Appraising the Sufficiency of Allegations on Reliance
Ellis & Winters
If you’ve taken out a mortgage, you know the importance of an appraisal. An appraisal below the property value, in particular, can spell trouble for a borrower.
But what if a lender orders an appraisal that mistakenly, and substantially, exceeds the property’s real value, and the borrower goes forward with the loan? Who gets caught holding the bag? Can the borrower assert a claim violation of N.C. Gen. Stat. 75-1.1?
You might think that the borrower, if anyone, should be the safest of the crowd. The borrower didn’t order the appraisal. The borrower might also have relied on the appraisal to buy the property.
A recent decision gives pause to these thoughts.
Cordaro v. Harrington Bank, a decision from the North Carolina Court of Appeals, concerns an erroneous appraisal. A bank ordered the appraisal based on an application for a construction loan. The application came from Vince Cordaro, who planned to build a home in Chatham County.
Mr.
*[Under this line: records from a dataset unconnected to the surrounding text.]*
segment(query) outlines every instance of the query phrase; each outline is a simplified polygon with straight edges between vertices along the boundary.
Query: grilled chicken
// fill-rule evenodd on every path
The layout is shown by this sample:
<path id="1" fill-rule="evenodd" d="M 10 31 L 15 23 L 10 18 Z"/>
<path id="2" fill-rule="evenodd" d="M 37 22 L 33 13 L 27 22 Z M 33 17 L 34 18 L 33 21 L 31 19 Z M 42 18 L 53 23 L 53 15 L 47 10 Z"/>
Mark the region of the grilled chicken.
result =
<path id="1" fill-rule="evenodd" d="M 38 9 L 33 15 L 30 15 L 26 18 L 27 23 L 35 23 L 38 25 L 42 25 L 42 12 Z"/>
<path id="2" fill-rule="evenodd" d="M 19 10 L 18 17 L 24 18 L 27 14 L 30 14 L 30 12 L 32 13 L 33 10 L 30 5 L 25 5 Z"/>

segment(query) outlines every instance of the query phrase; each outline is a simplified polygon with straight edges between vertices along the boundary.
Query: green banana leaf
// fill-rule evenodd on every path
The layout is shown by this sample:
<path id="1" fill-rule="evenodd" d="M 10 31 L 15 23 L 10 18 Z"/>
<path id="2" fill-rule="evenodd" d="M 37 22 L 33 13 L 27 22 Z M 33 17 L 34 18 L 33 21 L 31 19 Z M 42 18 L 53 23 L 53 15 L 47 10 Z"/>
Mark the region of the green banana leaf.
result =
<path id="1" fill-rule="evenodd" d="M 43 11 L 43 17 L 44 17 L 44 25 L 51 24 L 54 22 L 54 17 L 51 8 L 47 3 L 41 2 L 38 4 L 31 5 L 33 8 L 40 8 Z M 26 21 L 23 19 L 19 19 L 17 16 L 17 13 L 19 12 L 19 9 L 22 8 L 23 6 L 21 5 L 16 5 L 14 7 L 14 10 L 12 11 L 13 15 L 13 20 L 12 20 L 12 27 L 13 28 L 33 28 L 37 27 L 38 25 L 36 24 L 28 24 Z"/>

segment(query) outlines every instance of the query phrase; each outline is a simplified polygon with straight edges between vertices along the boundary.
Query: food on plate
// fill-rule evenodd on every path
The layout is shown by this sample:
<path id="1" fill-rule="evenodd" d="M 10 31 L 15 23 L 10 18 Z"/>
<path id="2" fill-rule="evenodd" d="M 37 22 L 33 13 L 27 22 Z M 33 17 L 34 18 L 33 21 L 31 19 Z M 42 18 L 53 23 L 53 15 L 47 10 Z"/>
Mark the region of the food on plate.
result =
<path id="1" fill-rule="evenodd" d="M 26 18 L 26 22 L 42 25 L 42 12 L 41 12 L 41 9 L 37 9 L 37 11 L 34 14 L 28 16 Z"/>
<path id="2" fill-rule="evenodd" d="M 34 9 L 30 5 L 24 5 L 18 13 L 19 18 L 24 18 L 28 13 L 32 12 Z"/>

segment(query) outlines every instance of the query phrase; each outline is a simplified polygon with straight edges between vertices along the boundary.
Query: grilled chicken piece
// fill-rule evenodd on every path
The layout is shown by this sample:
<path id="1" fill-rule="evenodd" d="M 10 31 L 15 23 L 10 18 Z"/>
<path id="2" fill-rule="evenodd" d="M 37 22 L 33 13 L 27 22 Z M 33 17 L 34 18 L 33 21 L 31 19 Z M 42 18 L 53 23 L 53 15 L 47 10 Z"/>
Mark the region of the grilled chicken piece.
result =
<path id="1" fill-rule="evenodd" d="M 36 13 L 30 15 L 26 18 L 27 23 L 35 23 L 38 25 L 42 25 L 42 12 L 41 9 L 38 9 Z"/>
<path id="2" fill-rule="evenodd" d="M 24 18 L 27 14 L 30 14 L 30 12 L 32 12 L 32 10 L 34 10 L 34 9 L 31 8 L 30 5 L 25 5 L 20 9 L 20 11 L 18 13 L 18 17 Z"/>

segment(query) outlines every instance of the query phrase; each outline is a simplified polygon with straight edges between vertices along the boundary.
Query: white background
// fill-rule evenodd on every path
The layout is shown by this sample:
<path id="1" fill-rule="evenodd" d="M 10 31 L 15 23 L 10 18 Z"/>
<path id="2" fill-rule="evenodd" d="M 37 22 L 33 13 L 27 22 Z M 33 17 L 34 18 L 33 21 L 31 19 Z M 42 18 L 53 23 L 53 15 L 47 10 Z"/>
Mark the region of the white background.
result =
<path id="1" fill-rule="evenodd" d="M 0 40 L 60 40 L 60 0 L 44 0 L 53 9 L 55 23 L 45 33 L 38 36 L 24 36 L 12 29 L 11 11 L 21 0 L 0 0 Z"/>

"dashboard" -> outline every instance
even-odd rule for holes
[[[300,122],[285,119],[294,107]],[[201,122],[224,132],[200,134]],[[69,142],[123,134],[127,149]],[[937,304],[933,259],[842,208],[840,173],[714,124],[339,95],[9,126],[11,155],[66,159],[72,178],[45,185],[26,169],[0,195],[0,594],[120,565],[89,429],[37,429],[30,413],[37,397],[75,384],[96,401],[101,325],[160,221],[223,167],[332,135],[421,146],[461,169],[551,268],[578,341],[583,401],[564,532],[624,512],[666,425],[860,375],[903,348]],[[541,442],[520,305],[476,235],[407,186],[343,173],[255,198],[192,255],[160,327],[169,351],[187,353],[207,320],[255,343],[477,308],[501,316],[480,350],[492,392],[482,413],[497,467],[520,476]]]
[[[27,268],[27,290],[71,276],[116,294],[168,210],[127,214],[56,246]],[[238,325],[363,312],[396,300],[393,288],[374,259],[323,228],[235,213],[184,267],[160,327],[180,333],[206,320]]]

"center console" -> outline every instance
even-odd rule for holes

Cordaro spoke with a loan officer when he applied for the loan. He told the officer that if the bank’s appraisal of his planned home was less than what he paid for the lot plus the cost of construction, he wouldn’t go forward with the loan or the construction.
The appraisal came back about $5000 over the land and construction cost. Mr. Cordaro went forward with the construction.
As construction neared completion, Mr. Cordaro worked with the bank to refinance his construction loan and obtain a permanent mortgage. The bank ordered a new appraisal for the mortgage loan. The same appraiser who did the first appraisal also performed the second appraisal. He appraised the property even higher the second time.
The bank then checked his work. The check came from a system that performs independent automated risk assessments of appraisals. That system flagged ten separate flaws with the appraisal.
A different lender—one that sought to purchase the mortgage once it was finalized—did its own analysis of the appraisal. This analysis valued the home at one-half of the appraisal.
Because of these analyses, the bank didn’t extend to Mr. Cordaro the full mortgage that he sought. He covered the shortfall between the mortgage loan and the amount due on the construction loan by selling off personal assets.
He then sued the bank. His claims included an alleged violation of section 75-1.1 based on a misrepresentation.
This fact pattern would appear to be favorable to that claim. A misrepresentation-based claim requires reliance, but Mr. Cordaro told the bank that he was relying on the appraisal. Mr. Cordaro then relied on the appraisal—an appraisal that the bank itself used to justify its construction loan to Mr. Cordaro.
The trial court, however, granted the bank’s motion to dismiss. The Court of Appeals affirmed.
The Court of Appeals acknowledged Mr. Cordaro’s reliance, but it concluded that the reliance was unreasonable—even at the pleadings stage. Why?
The complaint did not allege that Mr. Cordaro made or conducted any inquiries about the accuracy of the appraisal. Within an hour of receiving the appraisal, he took steps to inform his builder that construction could get going.
The Court of Appeals cited recent precedent, including the North Carolina Supreme Court’s decision in Arnesen v. Rivers Edge Golf Club & Plantation, Inc., to explain its reasoning In Arnesen, the Supreme Court rejected a section 75-1.1 claim by real estate investors about faulty appraisal information because the plaintiffs never reviewed or required the information before they decided to buy.
Given that reasonable reliance is traditionally perceived to be a fact-specific inquiry, Cordaro is a worthy read. It reminds attorneys and litigants alike that, even under North Carolina’s notice-pleading regime, some actual facts are needed to show why reliance was justifiable.
So, if you’re drafting allegations about your client’s actual reliance on a statement, you might ask yourself, “Why exactly did my client rely on that statement?”
The answer to that “why” question could be the difference between trial and dismissal.